Abstract

A 72-year-old female presents with breathlessness. ECG demonstrated deep T-wave inversion in the praecordial leads. Echocardiogram was limited but demonstrated no obvious impairment in left ventricular systolic function or significant valve dysfunction. CMR was conclusive for a diagnosis of apical hypertrophic cardiomyopathy with additional microvascular dysfunction in the thickened and dysfunctional apical segments. This case highlights the uniquely powerful nature of CMR in its ability to accurately visualise and quantify ventricular morphology, with the additional strengths to characterise myocardial tissue and the non-invasive assessment of microvascular dysfunction.

Keywords: Apical hypertrophic cardiomyopathy; Left ventricular hypertrophy; Cardiovascular magnetic resonance; Stress perfusion MRI; Microvascular dysfunction.

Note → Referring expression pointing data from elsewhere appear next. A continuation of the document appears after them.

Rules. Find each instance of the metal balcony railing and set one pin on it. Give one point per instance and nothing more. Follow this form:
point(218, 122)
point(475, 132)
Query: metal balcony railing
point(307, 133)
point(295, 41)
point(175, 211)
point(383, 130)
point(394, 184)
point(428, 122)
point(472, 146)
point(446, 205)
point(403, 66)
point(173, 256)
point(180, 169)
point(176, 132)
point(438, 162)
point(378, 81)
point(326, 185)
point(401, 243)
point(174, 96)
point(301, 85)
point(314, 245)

Citation: Shergill S, McCann GP, Arnold JR. Breathlessness and T-wave inversion: Uncovering perfusion defects in apical hypertrophic cardiomyopathy. Open J Clin Med Images. 2024; 4(1): 1162.

Background

A 72-year-old female of South Asian descent presented to the cardiology clinic with increasing breathlessness and effort intolerance. There were no associated symptoms of angina, orthopnoea or peripheral oedema. Past medical history included a stroke several years previously with no residual limiting neurological deficit. On assessment, she was normotensive (blood pressure 120/75 mmHg) with no audible murmurs or features of congestive cardiac failure. Resting 12-lead electrocardiogram (ECG) demonstrated normal sinus rhythm with voltage criteria for left ventricular hypertrophy (LVH) and deep anterolateral Twave inversion. There was no accompanying history of uncontrolled hypertension or relevant family history. A transthoracic echocardiogram was limited but demonstrated no obvious impairment in LV systolic function or significant valve dysfunction. However, all myocardial segments were not clearly visualised.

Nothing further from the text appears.